About 1.3 million vehicles targeted by the latest safety sweep include the automaker’s popular Chevrolet Traverse, Buick Enclave and GMC Acadia large CUVs from the ’09-’14 model years, as well as versions of the discontinued Saturn Outlook from ’09-’10.

GM says the front safety lap belt cable on the CUVs can fatigue and wear out over time, and in a crash a separated cable could lead to injury. The automaker has instructed its dealers to stop selling new and used models of those vehicles until the repairs are made. No crashes or injuries related to problem have been reported.

Another 1.07 million vehicles involved in the recall include the ’04-’08 Chevy Malibu outfitted with 4-speed automatic transmissions, and the ’05-’08 Pontiac G6.

According to GM, a shift cable in the transmission could wear out over time, leading to a mismatch between the gear’s actual position and the readout on the shift lever. The automaker knows of 18 crashes and one injury related to the problem, which also affects other cars GM recalled previously.

Additional vehicles swept up in the recall include 1,402 units of the ’15 Cadillac Escalade and Escalade ESV. GM says an insufficiently heated plastic weld attaching the passenger-side airbag to the dashboard could keep the airbag from fully deploying in a crash.

The automaker notified Cadillac dealers to stop selling those SUVs and alerted the 224 owners that recently have taken delivery of the trucks to not use the front passenger seat until the fix is performed. No crashes or injuries have been reported in the Escalades.

The airbag issue has been remedied at the supplier level, GM adds, and vehicle builds continued at the Escalade assembly plant in Texas while the automaker held back shipments of units produced with the defect until they could be fixed.

The fourth campaign involves 58 models of the ’15 Chevy Silverado and GMC Sierra heavy-duty large pickups, which will be brought back to repair retention clips attaching the generator fuse block to the vehicle body. The clips could loosen and cause a fire. No crashes or injuries have been reported in the pickups.

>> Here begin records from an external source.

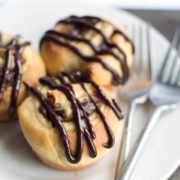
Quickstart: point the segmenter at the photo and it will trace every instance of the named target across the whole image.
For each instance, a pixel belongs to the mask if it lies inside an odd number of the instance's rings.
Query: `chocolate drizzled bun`
[[[34,86],[44,75],[44,64],[29,42],[0,33],[0,121],[16,118],[25,98],[22,81]]]
[[[98,85],[117,86],[129,77],[134,45],[104,19],[70,16],[44,34],[40,50],[50,75],[80,70]]]
[[[122,112],[110,93],[80,72],[58,73],[27,86],[18,109],[23,134],[46,164],[76,170],[101,159],[113,147]]]

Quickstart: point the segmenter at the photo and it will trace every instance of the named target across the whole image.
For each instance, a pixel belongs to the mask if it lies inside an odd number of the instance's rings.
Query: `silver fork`
[[[178,59],[180,53],[179,40],[180,33],[179,30],[176,29],[172,44],[167,51],[157,81],[147,95],[147,100],[153,104],[155,110],[137,138],[131,152],[128,155],[127,161],[123,164],[119,177],[120,180],[130,179],[138,157],[142,152],[153,128],[157,124],[161,113],[180,105],[180,61]],[[174,48],[177,46],[178,52],[175,57],[171,59]]]
[[[119,92],[121,99],[123,98],[128,103],[128,112],[125,119],[121,145],[116,162],[115,180],[118,178],[121,166],[129,153],[131,144],[131,129],[133,125],[133,112],[135,111],[137,104],[141,104],[145,101],[145,94],[148,92],[152,84],[150,25],[147,24],[145,27],[133,25],[131,28],[128,28],[131,29],[131,36],[135,47],[138,47],[138,49],[135,53],[131,79],[124,87],[121,87],[121,91]],[[146,47],[144,47],[144,45],[146,45]],[[143,55],[146,57],[143,57]]]

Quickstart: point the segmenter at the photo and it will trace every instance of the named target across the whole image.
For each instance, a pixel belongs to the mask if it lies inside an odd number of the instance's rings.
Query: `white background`
[[[16,3],[25,0],[0,0],[2,3]],[[26,0],[30,1],[30,0]],[[67,0],[68,1],[68,0]],[[130,9],[166,9],[180,10],[180,0],[86,0],[101,5],[113,5]]]

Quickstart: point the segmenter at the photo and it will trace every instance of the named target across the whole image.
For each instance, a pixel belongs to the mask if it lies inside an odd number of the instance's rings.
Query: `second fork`
[[[157,124],[158,117],[161,115],[161,113],[165,110],[175,108],[178,107],[178,105],[180,105],[180,61],[178,59],[180,52],[177,52],[173,60],[171,60],[170,58],[170,55],[172,54],[176,46],[178,46],[178,50],[180,50],[179,41],[180,32],[176,30],[172,44],[170,45],[170,48],[167,51],[164,63],[159,72],[157,81],[147,94],[147,100],[151,102],[155,107],[154,113],[144,126],[143,131],[139,135],[130,154],[128,155],[127,161],[124,163],[123,168],[121,170],[121,175],[119,178],[120,180],[130,179],[130,176],[136,165],[139,155],[142,152],[143,147],[150,136],[150,133]],[[175,81],[173,81],[173,79],[175,79]]]

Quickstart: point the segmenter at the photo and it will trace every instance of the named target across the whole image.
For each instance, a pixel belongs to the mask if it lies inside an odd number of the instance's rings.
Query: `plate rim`
[[[78,4],[81,4],[81,5],[85,5],[85,6],[91,6],[92,8],[95,7],[95,8],[100,8],[101,10],[104,9],[104,10],[107,10],[107,11],[112,12],[112,13],[117,13],[117,14],[123,13],[125,16],[129,16],[131,19],[133,19],[134,21],[138,21],[140,24],[146,24],[145,20],[141,19],[140,17],[136,16],[135,14],[130,13],[130,12],[128,12],[128,11],[122,9],[122,8],[119,8],[119,10],[118,10],[118,9],[114,8],[113,6],[108,7],[107,6],[108,4],[107,5],[100,5],[100,4],[94,4],[94,3],[90,2],[90,1],[85,2],[83,0],[31,0],[31,1],[27,1],[27,2],[26,1],[18,1],[18,2],[7,3],[7,4],[4,4],[4,5],[2,4],[0,6],[0,10],[1,9],[2,10],[6,10],[6,9],[8,10],[8,8],[13,8],[13,7],[15,8],[15,7],[19,7],[19,6],[25,6],[25,5],[27,6],[28,4],[42,3],[42,2],[43,2],[43,4],[52,3],[52,2],[53,3],[58,3],[58,4],[67,3],[67,2],[68,3],[70,2],[72,4],[78,3]],[[1,15],[1,12],[0,12],[0,15]],[[152,26],[152,31],[155,32],[155,34],[157,36],[159,36],[159,38],[162,41],[169,44],[168,39],[159,30],[157,30],[153,26]]]

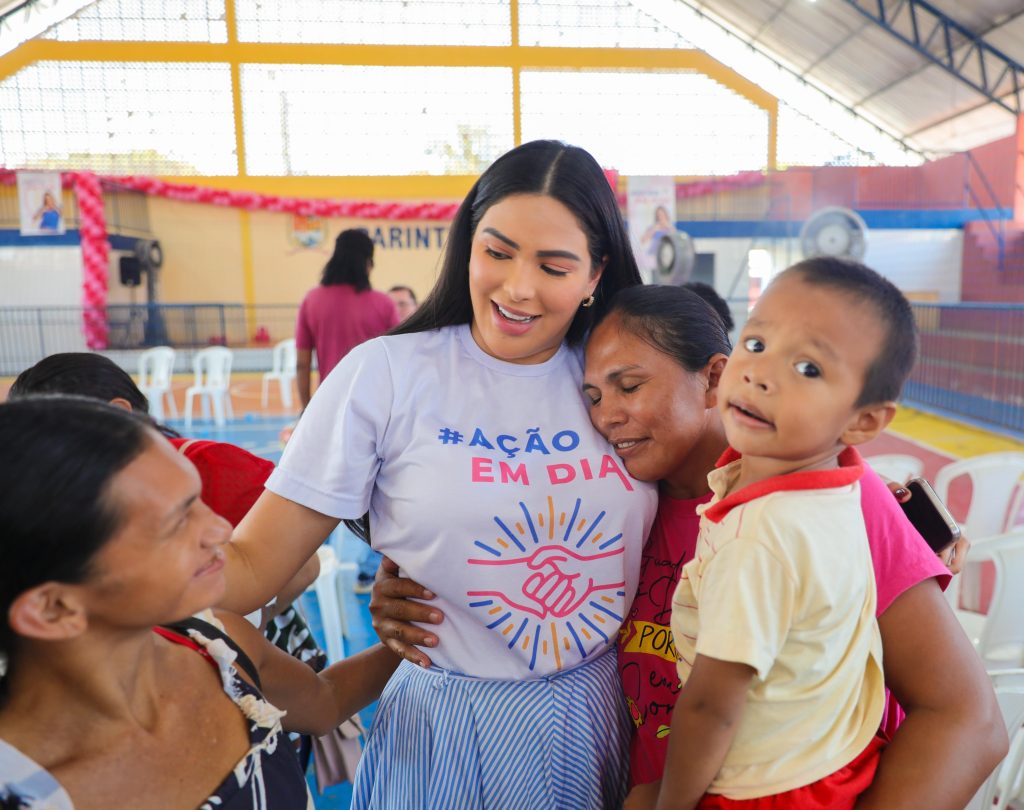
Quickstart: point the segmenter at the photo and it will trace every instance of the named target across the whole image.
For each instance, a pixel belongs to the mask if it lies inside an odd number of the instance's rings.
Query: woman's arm
[[[252,659],[263,696],[287,712],[286,731],[322,737],[380,697],[399,659],[381,644],[320,673],[271,644],[241,616],[218,611],[228,635]]]
[[[242,616],[263,607],[316,553],[339,522],[264,492],[225,546],[227,589],[218,607]]]
[[[885,679],[907,717],[858,810],[960,810],[1008,747],[988,675],[934,579],[897,597],[878,625]]]
[[[305,565],[299,569],[299,573],[284,584],[284,588],[274,597],[273,603],[263,608],[260,629],[265,631],[267,625],[274,618],[288,610],[292,606],[292,602],[302,596],[306,589],[316,582],[318,576],[320,576],[320,557],[314,554],[306,560]]]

GM’s new aggressiveness to call back vehicles for repair comes on the heels of the ignition-switch recall mounted in February, which led to the creation of a new safety unit at the automaker, an internal investigation and a restructuring of its global engineering group.

In addition to the NHTSA fine, GM could be on the hook for an investigation by the U.S. Department of Justice and a slew of civil lawsuits from families of victims involved in crashes linked to the defective switch.